Entropy of sum is sum of entropies

Question

Having $X$ and $Y$ discrete random variables above finite set. Z is defined as $Z=X+Y$ when does the following happen:

$$H(Z)=H(X)+H(Y)$$

Answer 1

That is not true in general.

$$H(X,Z)=H(Z)+H(X \mid Z) = H(X)+H(Z \mid X) $$

But $H(Z \mid X)=H(X+Y \mid X)=H(Y \mid X)$.

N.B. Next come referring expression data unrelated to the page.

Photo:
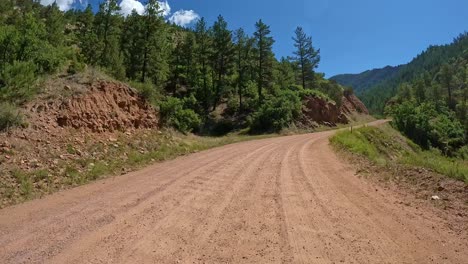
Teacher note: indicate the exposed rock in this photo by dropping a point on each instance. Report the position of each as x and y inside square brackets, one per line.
[320, 111]
[105, 107]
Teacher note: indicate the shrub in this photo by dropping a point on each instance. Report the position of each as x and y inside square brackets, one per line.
[18, 80]
[427, 126]
[49, 59]
[277, 113]
[147, 91]
[9, 116]
[173, 114]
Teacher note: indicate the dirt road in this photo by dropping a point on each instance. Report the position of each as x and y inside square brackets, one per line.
[279, 200]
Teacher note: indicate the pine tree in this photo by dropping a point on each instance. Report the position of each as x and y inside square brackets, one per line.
[222, 56]
[55, 25]
[108, 25]
[264, 44]
[203, 53]
[87, 37]
[156, 48]
[307, 58]
[132, 42]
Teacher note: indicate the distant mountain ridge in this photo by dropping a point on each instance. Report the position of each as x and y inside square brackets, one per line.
[361, 82]
[376, 87]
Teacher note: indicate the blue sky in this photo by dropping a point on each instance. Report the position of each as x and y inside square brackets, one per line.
[353, 35]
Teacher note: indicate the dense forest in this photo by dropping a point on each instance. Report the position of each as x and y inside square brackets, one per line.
[206, 78]
[366, 80]
[427, 97]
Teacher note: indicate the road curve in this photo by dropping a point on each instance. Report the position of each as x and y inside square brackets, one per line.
[278, 200]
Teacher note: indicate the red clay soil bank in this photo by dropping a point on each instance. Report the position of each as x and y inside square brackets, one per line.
[321, 111]
[106, 107]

Further, if we assume $X,Y$ are independent, then $H(Y \mid X)=H(Y)$ and

$$ H(Z)=H(X)+H(Y)-H(X \mid Z)$$

We still need $H(X \mid Z)=0$ (knowing the sum lets me know the summands). This is only true in the very special case in which $x_1+y_1 \ne x_2+y_2$ for any set of values with positive probability. If both $X$ and $Y$ comes from the same set, then it's only true in the trivial case of a single element support.

Answer 2

I am afraid H(Z|X) is not equal to H(Y|X), if X and Y are independent and Z = X+Y, because say X and Y are binary and independent, then X and Y say nothing about each other, but Z = 0 => X = 0, and Z = 2 => X = 1. So H(X|Z) is not equal to H(X|Y)=H(Y).